Abstract

The attribution of factors influencing positive and negative phase durations of climate teleconnections is an important problem in climate research. In addition to inferring such an attribution directly from climate models or from the available data, distinguishing the true causality from simple correlations is often hampered by the multiscale nature of the geophysical system. Here we deploy a data-driven multiscale causality inference methodology to extract the statistically most significant Bayesian causality relations between the discretized historical, seasonal climate teleconnections time series in order to quantify the probabilistic causality impacts from the unresolved/weather scales (i.e. beyond and above the synoptic scales). Our results enable us to quantify the leading role of the annular modes (in particular the Southern Annular Mode) and the tropical Pacific on monthly scale causalities, revealing that the joint causality impacts from these modes lead to a Bayesian predictability that is approximately four times stronger than the joint predictability of the northern hemisphere teleconnections on the same monthly scales. We further show how the obtained causality networks can be validated and elucidate the possible physical mechanisms inducing these relations. This approach enables the prediction of characteristics like phase duration probabilities and provides a better plausible data-driven explanation for the observed higher frequencies of long phases of teleconnections such as the El Niño Southern Oscillation.

Introduction

Understanding the causal relations between the respective teleconnections of the climate system is one of the central problems in ocean/atmosphere/climate science.
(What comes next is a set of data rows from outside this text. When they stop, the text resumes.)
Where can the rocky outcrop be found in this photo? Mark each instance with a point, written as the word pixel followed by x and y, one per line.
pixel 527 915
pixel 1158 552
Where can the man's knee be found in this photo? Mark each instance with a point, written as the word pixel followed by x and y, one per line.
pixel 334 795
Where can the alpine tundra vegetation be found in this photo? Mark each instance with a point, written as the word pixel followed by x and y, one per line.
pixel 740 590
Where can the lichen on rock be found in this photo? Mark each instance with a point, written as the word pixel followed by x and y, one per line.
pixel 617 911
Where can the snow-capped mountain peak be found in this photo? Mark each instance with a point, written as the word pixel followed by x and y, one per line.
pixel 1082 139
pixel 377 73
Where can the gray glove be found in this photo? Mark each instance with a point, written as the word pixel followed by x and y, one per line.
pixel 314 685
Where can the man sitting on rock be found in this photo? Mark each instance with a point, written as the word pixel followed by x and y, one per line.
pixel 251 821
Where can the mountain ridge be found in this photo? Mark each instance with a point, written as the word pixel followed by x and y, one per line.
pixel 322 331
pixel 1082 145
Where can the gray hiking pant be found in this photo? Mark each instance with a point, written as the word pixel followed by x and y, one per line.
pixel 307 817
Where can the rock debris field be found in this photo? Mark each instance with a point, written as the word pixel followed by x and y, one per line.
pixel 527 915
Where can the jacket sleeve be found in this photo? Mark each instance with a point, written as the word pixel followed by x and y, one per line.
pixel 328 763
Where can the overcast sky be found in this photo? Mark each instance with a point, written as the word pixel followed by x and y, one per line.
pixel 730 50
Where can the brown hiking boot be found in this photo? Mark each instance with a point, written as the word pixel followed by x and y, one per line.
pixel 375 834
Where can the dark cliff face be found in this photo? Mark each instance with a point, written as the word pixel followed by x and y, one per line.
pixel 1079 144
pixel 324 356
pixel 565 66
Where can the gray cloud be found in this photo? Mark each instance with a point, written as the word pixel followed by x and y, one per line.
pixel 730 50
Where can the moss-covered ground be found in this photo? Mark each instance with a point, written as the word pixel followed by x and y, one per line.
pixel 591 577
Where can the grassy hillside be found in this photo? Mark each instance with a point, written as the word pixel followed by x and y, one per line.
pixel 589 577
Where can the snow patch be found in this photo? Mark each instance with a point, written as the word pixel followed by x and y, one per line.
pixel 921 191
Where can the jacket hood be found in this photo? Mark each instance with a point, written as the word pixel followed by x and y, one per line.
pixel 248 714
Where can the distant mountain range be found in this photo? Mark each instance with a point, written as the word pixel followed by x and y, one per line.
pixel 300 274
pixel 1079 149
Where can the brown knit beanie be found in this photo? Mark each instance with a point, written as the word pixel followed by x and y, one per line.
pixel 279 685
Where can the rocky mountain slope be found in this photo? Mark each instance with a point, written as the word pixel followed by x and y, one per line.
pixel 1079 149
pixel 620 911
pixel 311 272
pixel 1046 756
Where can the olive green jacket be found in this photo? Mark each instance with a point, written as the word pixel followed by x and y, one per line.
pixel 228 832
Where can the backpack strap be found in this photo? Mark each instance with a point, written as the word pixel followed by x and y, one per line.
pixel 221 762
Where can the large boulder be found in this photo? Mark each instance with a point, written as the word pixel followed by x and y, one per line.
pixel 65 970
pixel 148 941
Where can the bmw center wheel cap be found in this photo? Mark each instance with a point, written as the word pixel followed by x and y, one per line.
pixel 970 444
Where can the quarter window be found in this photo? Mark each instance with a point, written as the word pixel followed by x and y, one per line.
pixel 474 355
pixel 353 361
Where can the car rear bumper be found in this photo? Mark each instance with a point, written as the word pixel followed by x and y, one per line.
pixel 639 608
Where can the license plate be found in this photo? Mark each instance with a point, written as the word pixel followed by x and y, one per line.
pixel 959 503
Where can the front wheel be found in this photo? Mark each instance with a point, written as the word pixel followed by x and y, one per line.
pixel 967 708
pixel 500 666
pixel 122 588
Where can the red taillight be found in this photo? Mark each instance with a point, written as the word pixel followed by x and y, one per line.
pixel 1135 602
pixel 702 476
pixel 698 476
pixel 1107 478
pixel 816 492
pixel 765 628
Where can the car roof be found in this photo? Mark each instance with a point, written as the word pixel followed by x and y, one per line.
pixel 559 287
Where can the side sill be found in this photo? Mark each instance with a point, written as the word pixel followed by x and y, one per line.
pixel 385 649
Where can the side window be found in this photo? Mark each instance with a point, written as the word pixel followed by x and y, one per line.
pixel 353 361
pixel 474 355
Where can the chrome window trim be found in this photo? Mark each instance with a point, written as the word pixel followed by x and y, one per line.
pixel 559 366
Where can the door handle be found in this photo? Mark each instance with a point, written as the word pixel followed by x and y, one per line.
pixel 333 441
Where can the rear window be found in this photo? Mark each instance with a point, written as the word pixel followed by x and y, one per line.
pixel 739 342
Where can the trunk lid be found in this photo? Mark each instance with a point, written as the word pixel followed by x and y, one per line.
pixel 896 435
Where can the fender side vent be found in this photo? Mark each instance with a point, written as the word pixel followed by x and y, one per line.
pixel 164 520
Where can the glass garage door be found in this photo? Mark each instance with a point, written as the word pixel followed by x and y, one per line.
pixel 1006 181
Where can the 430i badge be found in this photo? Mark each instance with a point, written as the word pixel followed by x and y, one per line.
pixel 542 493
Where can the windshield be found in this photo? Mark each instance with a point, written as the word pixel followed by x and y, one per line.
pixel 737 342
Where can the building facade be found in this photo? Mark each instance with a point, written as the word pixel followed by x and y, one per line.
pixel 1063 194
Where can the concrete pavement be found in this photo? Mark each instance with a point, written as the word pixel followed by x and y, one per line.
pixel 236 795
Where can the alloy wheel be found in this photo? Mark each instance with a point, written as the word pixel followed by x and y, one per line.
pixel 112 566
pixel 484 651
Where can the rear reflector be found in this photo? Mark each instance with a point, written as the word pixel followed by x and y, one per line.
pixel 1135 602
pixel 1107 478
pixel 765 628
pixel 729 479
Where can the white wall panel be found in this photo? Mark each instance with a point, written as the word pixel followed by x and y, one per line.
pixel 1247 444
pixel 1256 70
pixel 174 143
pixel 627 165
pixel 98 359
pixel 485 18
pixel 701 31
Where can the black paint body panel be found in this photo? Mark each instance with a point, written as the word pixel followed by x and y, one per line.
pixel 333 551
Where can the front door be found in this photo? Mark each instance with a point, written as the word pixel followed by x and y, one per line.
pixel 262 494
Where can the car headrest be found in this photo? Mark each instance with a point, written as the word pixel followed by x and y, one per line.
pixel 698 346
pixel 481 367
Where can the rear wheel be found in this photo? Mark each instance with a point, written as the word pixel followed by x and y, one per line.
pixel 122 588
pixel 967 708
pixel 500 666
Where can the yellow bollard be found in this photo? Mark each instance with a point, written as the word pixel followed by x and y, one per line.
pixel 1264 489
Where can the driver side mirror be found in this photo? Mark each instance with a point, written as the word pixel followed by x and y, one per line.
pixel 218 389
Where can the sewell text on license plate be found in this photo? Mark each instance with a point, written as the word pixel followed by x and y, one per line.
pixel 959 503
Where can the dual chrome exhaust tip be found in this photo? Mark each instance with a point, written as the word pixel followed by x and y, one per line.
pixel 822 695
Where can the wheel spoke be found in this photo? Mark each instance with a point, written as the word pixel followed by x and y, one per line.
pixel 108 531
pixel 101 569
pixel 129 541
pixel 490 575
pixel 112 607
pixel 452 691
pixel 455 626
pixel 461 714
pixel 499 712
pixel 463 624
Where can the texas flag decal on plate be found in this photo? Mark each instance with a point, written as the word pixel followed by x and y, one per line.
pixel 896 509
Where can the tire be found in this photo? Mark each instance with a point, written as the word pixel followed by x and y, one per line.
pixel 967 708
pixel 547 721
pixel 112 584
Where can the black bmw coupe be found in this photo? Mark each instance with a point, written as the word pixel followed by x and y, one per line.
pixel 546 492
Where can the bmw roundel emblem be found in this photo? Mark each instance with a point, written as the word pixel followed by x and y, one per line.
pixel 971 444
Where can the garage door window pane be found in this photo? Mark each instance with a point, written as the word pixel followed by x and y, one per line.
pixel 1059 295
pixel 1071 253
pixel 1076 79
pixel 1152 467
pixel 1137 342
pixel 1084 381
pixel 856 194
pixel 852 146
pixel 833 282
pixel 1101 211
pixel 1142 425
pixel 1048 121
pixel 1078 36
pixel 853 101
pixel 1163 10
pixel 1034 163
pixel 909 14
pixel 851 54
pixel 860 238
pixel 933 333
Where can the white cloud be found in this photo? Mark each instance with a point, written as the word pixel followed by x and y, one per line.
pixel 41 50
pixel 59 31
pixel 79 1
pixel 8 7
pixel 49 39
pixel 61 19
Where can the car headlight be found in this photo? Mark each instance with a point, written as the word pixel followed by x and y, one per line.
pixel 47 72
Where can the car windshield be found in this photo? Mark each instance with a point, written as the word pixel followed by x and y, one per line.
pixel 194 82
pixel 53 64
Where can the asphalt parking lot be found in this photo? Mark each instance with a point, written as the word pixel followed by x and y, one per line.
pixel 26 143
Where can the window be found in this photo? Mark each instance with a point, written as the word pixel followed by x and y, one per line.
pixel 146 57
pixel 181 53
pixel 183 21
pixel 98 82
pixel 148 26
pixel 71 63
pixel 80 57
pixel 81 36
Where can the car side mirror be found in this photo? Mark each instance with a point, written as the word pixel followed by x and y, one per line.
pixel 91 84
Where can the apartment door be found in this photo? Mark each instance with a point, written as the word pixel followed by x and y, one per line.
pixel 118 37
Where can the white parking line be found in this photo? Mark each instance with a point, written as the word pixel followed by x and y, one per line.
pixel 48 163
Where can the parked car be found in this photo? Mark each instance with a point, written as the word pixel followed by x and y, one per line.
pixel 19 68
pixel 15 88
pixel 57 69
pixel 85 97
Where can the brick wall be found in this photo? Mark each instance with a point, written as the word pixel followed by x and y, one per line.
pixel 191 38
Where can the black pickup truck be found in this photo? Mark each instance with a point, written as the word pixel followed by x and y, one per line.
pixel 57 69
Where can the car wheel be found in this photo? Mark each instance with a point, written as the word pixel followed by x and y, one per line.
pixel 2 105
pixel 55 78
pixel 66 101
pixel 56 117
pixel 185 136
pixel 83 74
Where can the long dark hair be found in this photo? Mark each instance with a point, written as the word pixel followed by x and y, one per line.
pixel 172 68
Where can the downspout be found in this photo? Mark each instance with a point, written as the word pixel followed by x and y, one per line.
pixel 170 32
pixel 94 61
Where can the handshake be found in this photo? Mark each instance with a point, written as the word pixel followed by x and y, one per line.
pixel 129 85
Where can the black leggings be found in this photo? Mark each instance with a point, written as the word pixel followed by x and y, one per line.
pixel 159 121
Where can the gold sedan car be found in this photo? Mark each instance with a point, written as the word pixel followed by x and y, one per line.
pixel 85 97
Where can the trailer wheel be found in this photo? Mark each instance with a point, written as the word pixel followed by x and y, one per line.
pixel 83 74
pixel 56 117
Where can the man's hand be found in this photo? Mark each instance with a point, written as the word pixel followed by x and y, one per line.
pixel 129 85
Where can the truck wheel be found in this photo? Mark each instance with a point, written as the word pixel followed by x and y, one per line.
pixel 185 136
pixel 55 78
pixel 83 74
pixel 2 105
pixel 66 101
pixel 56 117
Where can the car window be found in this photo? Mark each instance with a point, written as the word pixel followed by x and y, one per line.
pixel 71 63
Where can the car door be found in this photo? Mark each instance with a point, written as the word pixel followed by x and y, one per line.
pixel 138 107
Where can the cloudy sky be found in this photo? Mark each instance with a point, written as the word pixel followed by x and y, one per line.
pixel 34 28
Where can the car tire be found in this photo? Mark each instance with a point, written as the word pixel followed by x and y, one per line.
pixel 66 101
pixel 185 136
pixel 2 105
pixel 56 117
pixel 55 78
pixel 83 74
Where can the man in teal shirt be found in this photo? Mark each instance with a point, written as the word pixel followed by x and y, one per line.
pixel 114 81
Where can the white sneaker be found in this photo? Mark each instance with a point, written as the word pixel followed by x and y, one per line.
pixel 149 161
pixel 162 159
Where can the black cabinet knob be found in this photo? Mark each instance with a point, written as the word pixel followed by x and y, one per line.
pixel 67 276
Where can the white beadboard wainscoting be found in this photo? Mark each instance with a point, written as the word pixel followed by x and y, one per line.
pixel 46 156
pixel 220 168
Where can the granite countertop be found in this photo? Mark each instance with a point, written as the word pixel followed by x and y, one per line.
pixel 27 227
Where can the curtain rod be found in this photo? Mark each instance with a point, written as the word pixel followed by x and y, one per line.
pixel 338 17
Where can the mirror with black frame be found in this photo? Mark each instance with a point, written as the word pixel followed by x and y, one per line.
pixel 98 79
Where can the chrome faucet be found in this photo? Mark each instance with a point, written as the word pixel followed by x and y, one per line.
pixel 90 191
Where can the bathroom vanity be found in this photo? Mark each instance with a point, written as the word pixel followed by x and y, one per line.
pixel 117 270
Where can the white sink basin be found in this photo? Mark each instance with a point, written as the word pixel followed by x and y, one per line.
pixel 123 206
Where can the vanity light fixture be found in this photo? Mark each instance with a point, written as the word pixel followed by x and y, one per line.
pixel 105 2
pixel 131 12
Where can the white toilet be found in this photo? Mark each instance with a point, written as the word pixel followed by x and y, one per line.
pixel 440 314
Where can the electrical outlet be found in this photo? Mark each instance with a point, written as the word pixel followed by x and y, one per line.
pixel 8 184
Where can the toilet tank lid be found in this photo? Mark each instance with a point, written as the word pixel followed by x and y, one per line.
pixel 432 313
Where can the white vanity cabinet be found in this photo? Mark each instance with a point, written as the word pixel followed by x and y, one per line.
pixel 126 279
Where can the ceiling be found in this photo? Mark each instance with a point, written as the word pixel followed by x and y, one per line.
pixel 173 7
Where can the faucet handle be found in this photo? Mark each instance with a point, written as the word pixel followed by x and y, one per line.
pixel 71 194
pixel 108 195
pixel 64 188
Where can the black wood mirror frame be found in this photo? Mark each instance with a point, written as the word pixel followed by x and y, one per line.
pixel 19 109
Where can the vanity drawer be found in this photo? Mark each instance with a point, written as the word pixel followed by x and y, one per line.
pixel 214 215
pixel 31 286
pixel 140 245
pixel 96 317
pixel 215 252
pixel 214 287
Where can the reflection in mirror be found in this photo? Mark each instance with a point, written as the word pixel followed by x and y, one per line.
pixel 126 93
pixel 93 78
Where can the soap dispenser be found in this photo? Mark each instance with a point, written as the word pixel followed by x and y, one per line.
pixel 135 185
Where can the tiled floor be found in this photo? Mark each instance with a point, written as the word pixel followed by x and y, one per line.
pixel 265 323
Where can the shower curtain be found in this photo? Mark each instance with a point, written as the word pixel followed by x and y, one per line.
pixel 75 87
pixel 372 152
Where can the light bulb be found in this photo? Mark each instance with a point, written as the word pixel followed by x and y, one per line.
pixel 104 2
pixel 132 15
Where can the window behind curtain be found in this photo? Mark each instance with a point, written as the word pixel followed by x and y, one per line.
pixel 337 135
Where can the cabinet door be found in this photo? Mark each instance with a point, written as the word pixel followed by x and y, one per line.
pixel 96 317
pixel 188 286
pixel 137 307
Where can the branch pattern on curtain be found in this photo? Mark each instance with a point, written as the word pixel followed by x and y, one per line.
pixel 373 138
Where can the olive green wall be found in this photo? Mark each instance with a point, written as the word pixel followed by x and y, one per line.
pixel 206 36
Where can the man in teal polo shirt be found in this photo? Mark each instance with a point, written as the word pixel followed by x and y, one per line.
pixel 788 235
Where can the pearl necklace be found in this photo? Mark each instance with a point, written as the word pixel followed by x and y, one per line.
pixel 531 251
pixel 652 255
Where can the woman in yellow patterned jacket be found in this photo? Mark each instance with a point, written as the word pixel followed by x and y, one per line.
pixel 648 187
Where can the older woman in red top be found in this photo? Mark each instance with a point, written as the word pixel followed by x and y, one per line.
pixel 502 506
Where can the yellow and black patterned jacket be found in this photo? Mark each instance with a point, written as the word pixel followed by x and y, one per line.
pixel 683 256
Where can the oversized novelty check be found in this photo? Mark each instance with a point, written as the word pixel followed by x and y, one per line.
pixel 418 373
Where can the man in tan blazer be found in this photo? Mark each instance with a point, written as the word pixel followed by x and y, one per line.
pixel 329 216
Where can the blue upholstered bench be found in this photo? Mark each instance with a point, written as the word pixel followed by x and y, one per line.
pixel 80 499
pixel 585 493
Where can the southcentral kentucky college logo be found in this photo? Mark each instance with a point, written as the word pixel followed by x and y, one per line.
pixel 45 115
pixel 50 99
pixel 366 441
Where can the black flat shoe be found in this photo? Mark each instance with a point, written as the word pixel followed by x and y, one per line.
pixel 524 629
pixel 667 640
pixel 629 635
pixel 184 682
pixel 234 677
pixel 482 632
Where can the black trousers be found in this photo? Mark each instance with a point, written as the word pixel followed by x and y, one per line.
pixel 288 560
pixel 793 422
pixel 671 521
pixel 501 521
If we denote the climate variable of interest as y and all other known and measurable variables as x1, …, xn, inference of causality means that in the context of some model (e.g. of the climate model or, alternatively, of some simplified data-driven probabilistic model) we would like to identify all of the xi that have a statistically significant impact on the “explanation”/ prediction of y while distinguishing them from all xj that are “insignificant” (for said y).